3 thoughts on “Blogging from New Orleans”

  1. Via atrios – the story that people evacuating by foot out of New Orleans were turned back by armed men with dogs apparently is true.

    http://www.cadenhead.org/workbench/news/2748

    As we approached the bridge, armed Gretna sheriffs formed a line across the foot of the bridge. Before we were close enough to speak, they began firing their weapons over our heads. This sent the crowd fleeing in various directions. As the crowd scattered and dissipated, a few of us inched forward and managed to engage some of the sheriffs in conversation. We told them of our conversation with the police commander and of the commander’s assurances. The sheriffs informed us there were no buses waiting. The commander had lied to us to get us to move.
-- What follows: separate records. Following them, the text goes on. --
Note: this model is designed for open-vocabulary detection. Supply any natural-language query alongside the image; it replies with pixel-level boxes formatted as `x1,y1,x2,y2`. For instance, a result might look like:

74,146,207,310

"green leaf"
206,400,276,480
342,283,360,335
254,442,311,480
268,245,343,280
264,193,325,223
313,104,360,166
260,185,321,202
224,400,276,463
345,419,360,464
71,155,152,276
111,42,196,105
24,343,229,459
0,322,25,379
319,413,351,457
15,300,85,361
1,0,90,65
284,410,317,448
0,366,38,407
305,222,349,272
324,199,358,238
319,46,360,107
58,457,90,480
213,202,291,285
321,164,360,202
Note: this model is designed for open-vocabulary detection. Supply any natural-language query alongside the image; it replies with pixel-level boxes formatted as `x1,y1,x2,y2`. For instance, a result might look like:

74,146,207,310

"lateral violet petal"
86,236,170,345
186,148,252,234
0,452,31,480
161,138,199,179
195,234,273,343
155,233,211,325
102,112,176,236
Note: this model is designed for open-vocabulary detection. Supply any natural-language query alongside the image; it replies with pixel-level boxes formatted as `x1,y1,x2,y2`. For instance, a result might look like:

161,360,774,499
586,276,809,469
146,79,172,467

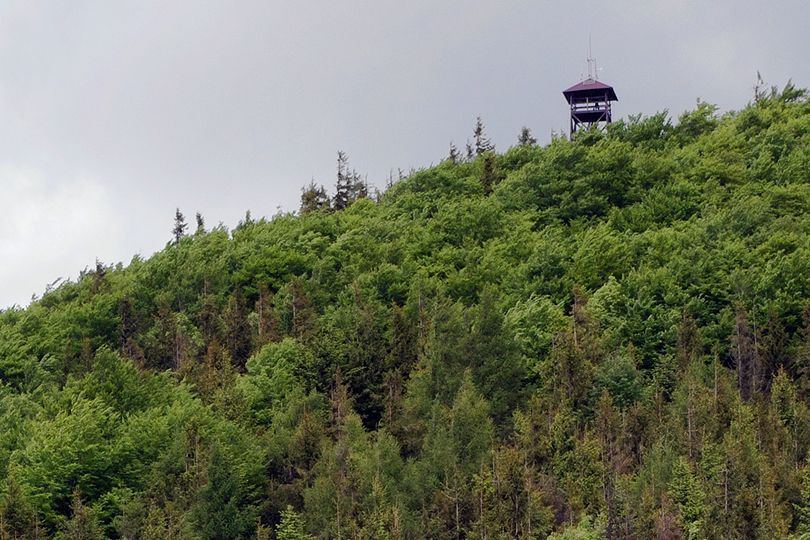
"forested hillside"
0,85,810,540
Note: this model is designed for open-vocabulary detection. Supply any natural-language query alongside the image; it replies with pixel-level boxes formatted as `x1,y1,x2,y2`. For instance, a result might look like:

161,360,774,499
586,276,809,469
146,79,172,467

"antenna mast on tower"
563,42,619,138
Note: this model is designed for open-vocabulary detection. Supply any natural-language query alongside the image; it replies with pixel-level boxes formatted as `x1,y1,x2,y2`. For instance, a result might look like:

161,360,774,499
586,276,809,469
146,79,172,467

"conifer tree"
298,180,330,215
172,208,188,244
276,505,314,540
447,142,461,163
473,116,495,156
731,304,757,401
481,154,498,195
332,151,352,210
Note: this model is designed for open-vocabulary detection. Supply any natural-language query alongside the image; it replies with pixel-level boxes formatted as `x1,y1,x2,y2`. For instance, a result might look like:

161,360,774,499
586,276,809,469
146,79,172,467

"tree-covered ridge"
0,86,810,540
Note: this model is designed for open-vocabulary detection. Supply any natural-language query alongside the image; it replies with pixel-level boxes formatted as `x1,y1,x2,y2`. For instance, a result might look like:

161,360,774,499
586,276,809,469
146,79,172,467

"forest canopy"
0,85,810,540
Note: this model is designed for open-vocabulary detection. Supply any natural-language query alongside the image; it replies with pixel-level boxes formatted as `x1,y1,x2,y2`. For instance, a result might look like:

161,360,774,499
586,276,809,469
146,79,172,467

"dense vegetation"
0,85,810,540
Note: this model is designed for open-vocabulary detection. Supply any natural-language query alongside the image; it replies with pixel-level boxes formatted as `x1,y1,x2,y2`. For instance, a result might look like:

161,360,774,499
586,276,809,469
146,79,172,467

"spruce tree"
298,180,330,216
172,208,188,244
473,116,495,156
447,142,461,163
332,151,352,210
276,505,314,540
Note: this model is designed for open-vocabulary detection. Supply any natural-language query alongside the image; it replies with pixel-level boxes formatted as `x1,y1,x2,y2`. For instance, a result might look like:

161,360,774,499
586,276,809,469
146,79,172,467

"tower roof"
563,79,619,103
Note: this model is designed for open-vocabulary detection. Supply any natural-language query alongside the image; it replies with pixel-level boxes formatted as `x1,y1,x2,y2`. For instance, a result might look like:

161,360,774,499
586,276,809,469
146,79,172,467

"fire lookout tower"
563,55,619,137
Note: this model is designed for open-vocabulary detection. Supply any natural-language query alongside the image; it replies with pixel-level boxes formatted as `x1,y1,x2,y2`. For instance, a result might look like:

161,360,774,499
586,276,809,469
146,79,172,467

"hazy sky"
0,0,810,307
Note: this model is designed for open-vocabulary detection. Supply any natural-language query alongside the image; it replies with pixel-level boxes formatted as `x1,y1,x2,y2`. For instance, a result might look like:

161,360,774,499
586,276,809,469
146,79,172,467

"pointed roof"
563,79,619,103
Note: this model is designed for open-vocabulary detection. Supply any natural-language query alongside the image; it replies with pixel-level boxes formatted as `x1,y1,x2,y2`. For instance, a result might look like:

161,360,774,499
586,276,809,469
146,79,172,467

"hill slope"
0,86,810,539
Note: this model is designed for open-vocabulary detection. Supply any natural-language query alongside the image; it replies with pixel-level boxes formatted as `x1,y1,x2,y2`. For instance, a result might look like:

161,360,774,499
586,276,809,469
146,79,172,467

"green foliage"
0,93,810,540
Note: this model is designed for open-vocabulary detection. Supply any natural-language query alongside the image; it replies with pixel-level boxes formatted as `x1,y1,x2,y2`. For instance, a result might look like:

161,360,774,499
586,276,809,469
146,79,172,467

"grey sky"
0,0,810,306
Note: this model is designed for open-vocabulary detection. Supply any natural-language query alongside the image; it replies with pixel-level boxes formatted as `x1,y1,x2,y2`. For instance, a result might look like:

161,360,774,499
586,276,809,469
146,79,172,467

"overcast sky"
0,0,810,307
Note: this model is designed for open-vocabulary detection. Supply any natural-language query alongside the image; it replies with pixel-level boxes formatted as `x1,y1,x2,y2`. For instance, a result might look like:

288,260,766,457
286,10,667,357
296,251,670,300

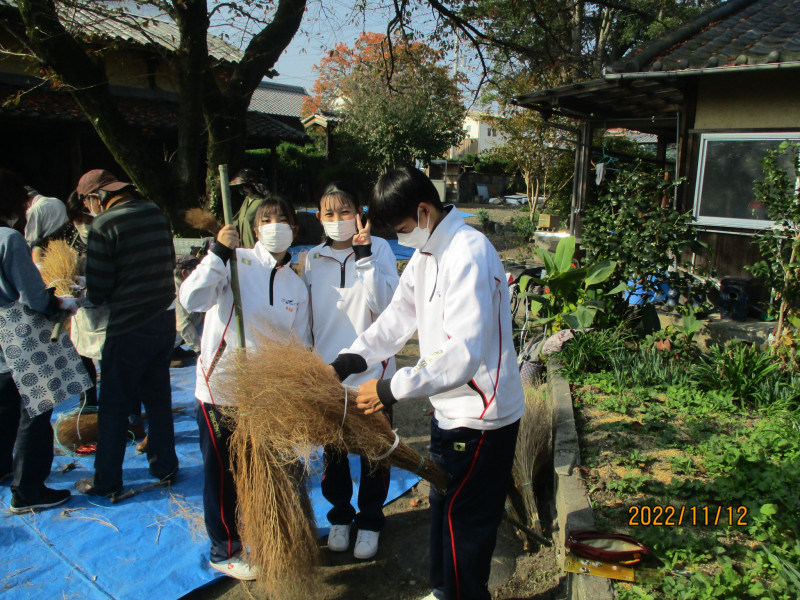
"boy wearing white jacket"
332,168,525,600
179,196,311,580
303,182,399,560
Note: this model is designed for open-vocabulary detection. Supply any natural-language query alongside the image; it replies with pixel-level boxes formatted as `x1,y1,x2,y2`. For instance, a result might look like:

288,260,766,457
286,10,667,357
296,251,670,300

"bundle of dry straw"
214,339,448,489
511,385,553,549
213,339,448,598
40,240,78,296
54,408,97,453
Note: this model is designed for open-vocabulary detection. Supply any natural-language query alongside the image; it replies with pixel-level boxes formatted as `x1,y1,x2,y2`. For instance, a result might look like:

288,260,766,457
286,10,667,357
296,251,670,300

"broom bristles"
511,386,553,535
217,337,448,598
214,339,448,489
40,240,78,296
183,208,222,236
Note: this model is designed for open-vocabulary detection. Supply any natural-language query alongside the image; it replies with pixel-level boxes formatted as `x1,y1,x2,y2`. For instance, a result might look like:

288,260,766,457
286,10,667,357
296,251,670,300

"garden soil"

    We questioned why we couldn’t cross the bridge anyway, especially as there was little traffic on the 6-lane highway. They responded that the West Bank was not going to become New Orleans and there would be no Superdomes in their City.

    Going to the source of the quote above, it continues:
    http://www.livejournal.com/users/sfsocialists/3687.html

    These were code words for if you are poor and black, you are not crossing the Mississippi River and you were not getting out of New Orleans.

  2. I read this and weep. I can’t believe it is true. I don’t dare track this to the source, so here is where I read it:

    http://pratie.blogspot.com/2005/09/welcome-to-krakow-fema-oklahoma.html

    Excerpt: Some folks have gone with gifts of supplies to a church youth-camp turned into evacuee shelter.

    He then points to the vegetables and fruit. “You’ll have to take that back as well. It looks like you’ve got about 10 apples there. I’m about to bring in 40 men. What would we do then?”

    My mother, in her sweet, soft voice says, “Quarter them?”

    “No ma’am. FEMA said no… It could cause a riot. You don’t understand the type of people that are about to come here….”

  3. He then precedes to tell us that some churches had already enquired into whether they could send a van or bus on Sundays to pick up any occupants of their cabins who might be interested in attending church. FEMA will not allow this. The occupants of the camp cannot leave the camp for any reason. If they leave the camp they may never return. They will be issued FEMA identification cards and “a sum of money” and they will remain within the camp for the next 5 months.